Ainsi, la tendance de la néo-écologie se concrétise dans l’application de notre stratégie à travers diverses initiatives telles que le développement d’un tourisme actif responsable, la mise en place d’offres durables tout au long de la chaîne de services touristiques, la promotion d’expériences authentiques liées aux produits régionaux (p.ex. visite de l’atelier d’un producteur local), l’organisation d’événements responsables, l’accessibilité, etc.
Six segments de groupes cibles ont été définis dans la stratégie. Pouvez-vous préciser les grandes lignes de la stratégie concernant les « nature-loving actives » ? Comment concilier leur expérience et le respect de l’environnement ?

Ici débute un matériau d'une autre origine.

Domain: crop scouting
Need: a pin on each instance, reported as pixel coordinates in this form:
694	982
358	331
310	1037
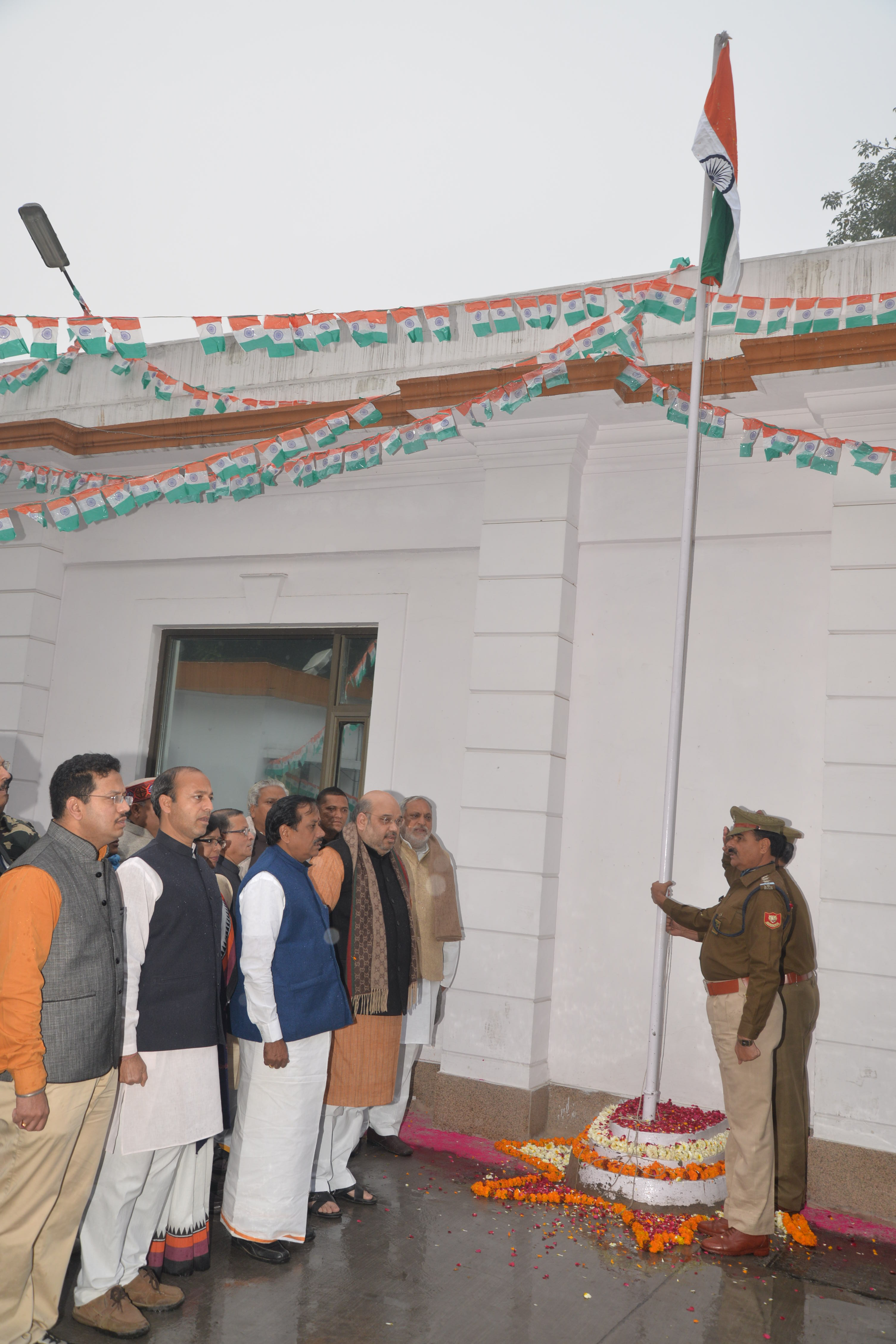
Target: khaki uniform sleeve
327	875
765	933
690	917
30	904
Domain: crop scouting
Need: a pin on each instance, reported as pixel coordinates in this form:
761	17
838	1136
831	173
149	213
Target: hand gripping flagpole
679	662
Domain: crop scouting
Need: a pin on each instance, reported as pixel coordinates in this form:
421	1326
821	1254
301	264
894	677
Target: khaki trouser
792	1095
45	1183
750	1152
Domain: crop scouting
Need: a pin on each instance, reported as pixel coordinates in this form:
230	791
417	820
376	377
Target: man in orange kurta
363	882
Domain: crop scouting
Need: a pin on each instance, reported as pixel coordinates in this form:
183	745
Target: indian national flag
573	304
45	332
249	332
725	312
596	301
859	311
713	421
34	513
379	330
409	322
503	315
91	334
280	335
195	480
778	314
438	321
119	498
326	329
750	315
807	449
359	329
339	424
211	334
174	484
828	315
827	456
887	308
365	414
555	376
320	432
749	435
304	332
11	342
804	316
65	515
480	318
531	311
128	338
716	150
550	307
92	505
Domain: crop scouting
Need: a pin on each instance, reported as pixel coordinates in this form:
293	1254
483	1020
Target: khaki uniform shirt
743	939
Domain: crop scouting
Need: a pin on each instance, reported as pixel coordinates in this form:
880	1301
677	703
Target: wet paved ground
432	1264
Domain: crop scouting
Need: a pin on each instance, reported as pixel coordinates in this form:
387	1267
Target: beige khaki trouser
750	1152
45	1183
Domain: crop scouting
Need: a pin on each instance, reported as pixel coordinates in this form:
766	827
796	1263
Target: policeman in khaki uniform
741	959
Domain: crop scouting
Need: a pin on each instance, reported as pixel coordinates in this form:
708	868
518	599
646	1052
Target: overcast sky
269	156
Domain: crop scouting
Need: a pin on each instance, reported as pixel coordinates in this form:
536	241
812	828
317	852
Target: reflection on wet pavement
432	1264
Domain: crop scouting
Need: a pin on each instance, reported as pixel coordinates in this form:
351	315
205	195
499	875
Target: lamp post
43	236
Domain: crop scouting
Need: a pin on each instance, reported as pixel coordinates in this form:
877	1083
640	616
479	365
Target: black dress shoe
272	1253
390	1144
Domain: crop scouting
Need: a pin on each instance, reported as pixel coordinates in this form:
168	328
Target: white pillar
495	1046
30	599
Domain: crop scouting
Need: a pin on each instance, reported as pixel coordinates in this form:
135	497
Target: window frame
336	713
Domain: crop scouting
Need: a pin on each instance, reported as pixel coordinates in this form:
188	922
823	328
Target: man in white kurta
432	878
288	1001
170	1093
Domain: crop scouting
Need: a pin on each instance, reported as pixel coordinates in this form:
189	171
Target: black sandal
322	1197
354	1199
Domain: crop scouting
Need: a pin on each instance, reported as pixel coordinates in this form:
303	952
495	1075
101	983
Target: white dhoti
272	1151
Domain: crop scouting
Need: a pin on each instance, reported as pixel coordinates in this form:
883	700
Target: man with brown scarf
437	925
365	883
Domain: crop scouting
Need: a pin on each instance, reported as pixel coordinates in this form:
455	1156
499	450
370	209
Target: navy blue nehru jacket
308	988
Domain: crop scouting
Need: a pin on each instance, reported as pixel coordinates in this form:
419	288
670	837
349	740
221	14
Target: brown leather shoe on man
150	1295
731	1242
113	1314
710	1226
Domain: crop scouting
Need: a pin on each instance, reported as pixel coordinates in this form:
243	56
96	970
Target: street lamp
43	236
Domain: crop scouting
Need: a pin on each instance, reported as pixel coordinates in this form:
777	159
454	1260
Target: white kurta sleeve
261	913
140	890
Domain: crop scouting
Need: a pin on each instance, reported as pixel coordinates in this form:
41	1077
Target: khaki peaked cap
746	820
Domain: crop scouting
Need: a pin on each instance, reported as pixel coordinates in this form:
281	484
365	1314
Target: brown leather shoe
731	1242
113	1314
390	1143
710	1226
150	1295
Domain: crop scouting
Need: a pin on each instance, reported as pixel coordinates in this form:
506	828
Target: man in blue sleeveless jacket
288	1001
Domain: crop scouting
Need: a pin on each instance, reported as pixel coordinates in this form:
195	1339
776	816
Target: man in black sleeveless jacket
61	1010
171	1096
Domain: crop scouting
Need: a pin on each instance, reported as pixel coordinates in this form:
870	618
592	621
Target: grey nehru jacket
83	1017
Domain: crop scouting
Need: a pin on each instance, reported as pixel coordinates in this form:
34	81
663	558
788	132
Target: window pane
349	761
245	707
357	674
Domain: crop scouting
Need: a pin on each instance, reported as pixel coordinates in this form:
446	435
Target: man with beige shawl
437	925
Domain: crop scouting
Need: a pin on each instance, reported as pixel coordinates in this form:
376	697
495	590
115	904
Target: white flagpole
679	660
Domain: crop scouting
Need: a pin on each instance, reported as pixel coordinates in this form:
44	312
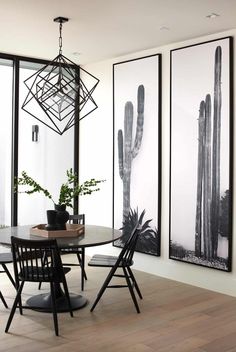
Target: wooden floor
174	317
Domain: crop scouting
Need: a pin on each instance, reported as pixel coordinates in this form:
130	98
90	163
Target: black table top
93	236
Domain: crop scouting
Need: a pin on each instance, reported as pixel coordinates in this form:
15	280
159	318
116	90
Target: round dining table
93	236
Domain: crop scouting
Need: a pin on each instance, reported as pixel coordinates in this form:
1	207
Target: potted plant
69	190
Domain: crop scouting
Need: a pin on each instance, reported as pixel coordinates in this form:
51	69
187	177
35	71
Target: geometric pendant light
57	94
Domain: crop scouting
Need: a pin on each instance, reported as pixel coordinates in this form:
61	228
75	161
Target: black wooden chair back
38	261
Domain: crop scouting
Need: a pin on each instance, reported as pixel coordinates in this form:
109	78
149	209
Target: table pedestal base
42	302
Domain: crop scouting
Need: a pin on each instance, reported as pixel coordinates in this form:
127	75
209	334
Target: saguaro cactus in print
127	149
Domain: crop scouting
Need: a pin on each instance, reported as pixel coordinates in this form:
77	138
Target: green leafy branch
68	190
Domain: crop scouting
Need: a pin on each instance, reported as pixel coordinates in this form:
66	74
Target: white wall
96	161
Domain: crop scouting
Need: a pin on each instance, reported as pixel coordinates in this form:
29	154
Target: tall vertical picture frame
137	150
201	154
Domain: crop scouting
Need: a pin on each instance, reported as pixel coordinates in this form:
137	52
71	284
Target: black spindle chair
38	261
124	261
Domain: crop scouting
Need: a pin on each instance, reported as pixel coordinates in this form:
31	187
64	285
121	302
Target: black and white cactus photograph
201	153
136	145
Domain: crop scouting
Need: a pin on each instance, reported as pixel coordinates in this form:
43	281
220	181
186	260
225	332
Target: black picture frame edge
159	194
231	124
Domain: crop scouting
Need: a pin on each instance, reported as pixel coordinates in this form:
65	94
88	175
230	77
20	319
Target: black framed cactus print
136	150
201	154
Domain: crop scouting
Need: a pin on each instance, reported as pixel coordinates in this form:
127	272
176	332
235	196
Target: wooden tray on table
72	230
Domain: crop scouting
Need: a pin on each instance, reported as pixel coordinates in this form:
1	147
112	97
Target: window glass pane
45	160
6	74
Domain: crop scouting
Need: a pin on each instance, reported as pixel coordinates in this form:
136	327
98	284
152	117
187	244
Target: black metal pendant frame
61	94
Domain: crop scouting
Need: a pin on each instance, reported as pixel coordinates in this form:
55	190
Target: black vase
62	216
51	219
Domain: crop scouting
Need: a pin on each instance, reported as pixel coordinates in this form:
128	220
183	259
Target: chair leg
131	289
83	273
54	309
17	299
103	288
134	282
3	300
67	296
8	274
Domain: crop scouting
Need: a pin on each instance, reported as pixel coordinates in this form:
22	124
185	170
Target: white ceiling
102	29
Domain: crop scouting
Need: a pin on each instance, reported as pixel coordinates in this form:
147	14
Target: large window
46	160
6	74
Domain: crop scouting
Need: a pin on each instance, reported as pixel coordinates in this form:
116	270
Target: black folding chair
6	258
80	252
124	261
37	261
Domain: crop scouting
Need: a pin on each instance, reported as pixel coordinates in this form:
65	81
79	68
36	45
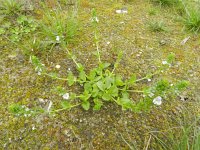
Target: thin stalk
74	60
58	110
97	45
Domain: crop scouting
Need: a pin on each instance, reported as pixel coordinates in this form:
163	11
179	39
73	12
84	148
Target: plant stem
97	44
58	110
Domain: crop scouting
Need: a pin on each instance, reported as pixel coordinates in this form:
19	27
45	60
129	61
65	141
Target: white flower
151	94
66	96
33	128
149	80
49	106
58	66
57	38
95	19
164	62
157	100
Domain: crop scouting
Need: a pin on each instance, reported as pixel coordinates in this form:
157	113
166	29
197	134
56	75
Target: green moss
110	127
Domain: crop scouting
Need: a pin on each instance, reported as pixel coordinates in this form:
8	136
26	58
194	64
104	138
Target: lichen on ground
109	128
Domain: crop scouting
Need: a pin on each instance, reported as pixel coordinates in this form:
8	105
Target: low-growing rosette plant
101	85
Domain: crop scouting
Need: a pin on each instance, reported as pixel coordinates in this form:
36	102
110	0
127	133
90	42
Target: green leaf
104	65
125	102
162	85
2	31
92	74
66	105
59	90
72	96
118	80
97	78
171	58
53	75
85	96
88	87
16	109
100	85
71	79
80	67
98	103
106	97
132	80
108	82
95	90
182	85
85	105
82	76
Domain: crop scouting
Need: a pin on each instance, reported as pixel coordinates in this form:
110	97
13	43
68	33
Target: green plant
166	2
22	110
23	26
57	26
187	139
156	26
192	19
10	7
101	85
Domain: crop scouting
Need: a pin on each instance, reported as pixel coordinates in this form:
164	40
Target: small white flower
164	62
66	96
151	94
119	11
157	100
58	66
95	19
57	38
49	106
33	128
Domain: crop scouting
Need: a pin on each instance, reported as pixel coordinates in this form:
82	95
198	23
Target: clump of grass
58	26
156	26
192	19
10	7
167	2
152	12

Les « nature-loving actives » souhaitent profiter de leur temps libre pour se ressourcer dans la nature, profiter des paysages, exercer leur sport habituel et ainsi prendre soin de soi et de sa santé. Ils ne recherchent pas forcément le dépaysement, choisissent donc souvent des destinations de proximité qui sont faciles d’accès pour eux (notamment en termes de mobilité, langue, etc.). Ils prennent le temps d’immerger et de trouver leur équilibre avec la nature. De gros efforts de sensibilisation ne sont pas nécessaires pour ce groupe-cible, pourvu qu’une offre écoresponsable leur soit proposée.
L’EcoLabel permet de distinguer les établissements dont les pratiques sont respectueuses de l’environnement. Ils sont actuellement au nombre de 43. Quels sont les principaux critères d’accès au label ? Rend-il éligible à son équivalent européen ?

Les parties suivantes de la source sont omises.